Mais il y a peut-être pire encore que l’abus de la force. C’est la parole non tenue. C’est une longue tradition occidentale dans cette région du monde, depuis la promesse d’indépendance faite par Lawrence à Fayçal. Sans remonter si loin dans l’histoire, il suffit de rappeler que la paix d’Oslo de septembre 1993 prévoyait le gel de la colonisation israélienne dans les territoires palestiniens.Mais, sept ans plus tard, à l’abri d’un accord qui a anesthésié l’opinion internationale, le nombre des colons avait doublé, et le sol palestinien était morcelé. Il faut espérer que nous ne sommes pas à la veille d’une nouvelle duperie historique. Tout porte hélas à le penser. Le désengagement israélien ne pouvait avoir de sens que s’il s’était inscrit dans une vraie logique de décolonisation de l’ensemble des territoires palestiniens, et de création négociée d’un État.
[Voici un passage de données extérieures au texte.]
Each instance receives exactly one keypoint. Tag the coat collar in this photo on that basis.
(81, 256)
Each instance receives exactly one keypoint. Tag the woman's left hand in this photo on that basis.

Or, il n’est question aujourd’hui que de démanteler en Cisjordanie quatre minuscules colonies accueillant quelques centaines de colons. Cela, tout le monde le sait. Mais qui le dit ? Nous avons pourtant là tous les ingrédients des violences futures.
(1) Entretien au Figaro du 22 juillet.
P.-S. : Comme chaque année au mois d’août, l’équipe de Politis prend quelque repos. Retour dans les kiosques (ou dans les boîtes aux lettres) le jeudi 1er septembre. Bonnes vacances à tous.